Un bien-être dépendant de la charge mentale

D’après les études, les femmes qui travaillent plus que leur conjoint sont moins heureuses et moins satisfaites de leur vie familiale et conjugale. Elles sont par ailleurs, plus stressées. Encore une fois, la répartition des tâches domestiques y est pour quelque chose. Elle augmente de façon significative, la charge mentale qui pèse sur les femmes. Car non seulement les femmes travaillent plus que leur conjoint mais, elles travaillent aussi davantage à la maison. Le manque de flexibilité au travail accroît donc le mal-être des femmes.

Aussi, les normes sociales accentuent ce mal-être. L’hypothèse d’une persistance des stéréotypes de genre à la maison comme au travail, favorise ce problème. Les femmes ne veulent pas aller à l’encontre des prescriptions sociales, ni s’éloigner des normes. Les comportements stéréotypés sont des vecteurs dans l’alourdissement de leur charge mentale. Ils proviennent des normes sociales inculquées par la tenue des rôles et des comportements distincts en fonction des genres. Notamment, celles de la gestion du foyer. « Dans notre société, le problème, c’est que la charge mentale du foyer ne repose principalement que sur les femmes. », mentionne Anne Luu.

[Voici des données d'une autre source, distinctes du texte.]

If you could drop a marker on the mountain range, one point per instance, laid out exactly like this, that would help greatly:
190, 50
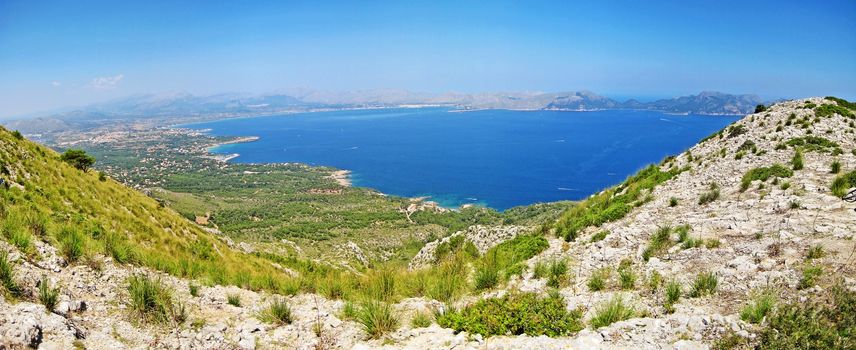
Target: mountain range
183, 105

Et Marie, fondatrice d’Aika.fr de rajouter : « […] prendre du temps pour soi, cela semble impossible lorsqu’on pense à tout ce que l’on a à faire, mais c’est essentiel ! Et surtout sans aucune culpabilité. Déléguer [même si] l’on se dit souvent que les choses ne peuvent être faites que par nous même. [Pourtant] votre conjoint, voire vos enfants peuvent aussi aider au quotidien, même si on pense qu’ils ne feront pas aussi bien. [Il faut apprendre à] déculpabiliser, nous ne sommes pas parfaits en tant que parents, car nous ne sommes pas que parents. Nous sommes aussi amies, collègues, soeurs, salariées, femmes … Tout autant de casquettes que personne n’est capable de pouvoir assumer complètement ». Alors au final, ne serait-ce pas là une histoire d’éducation ?

Depuis toujours les femmes sont en charge de maintenir leur foyer. Aujourd’hui, avec l’accès au travail et l’arrivée de la sur-sollicitation, ces dernières se sentent fatiguées. La charge mentale n’épargne personne. Il est donc urgent de mettre en place des solutions pour inverser cette problématique de santé publique.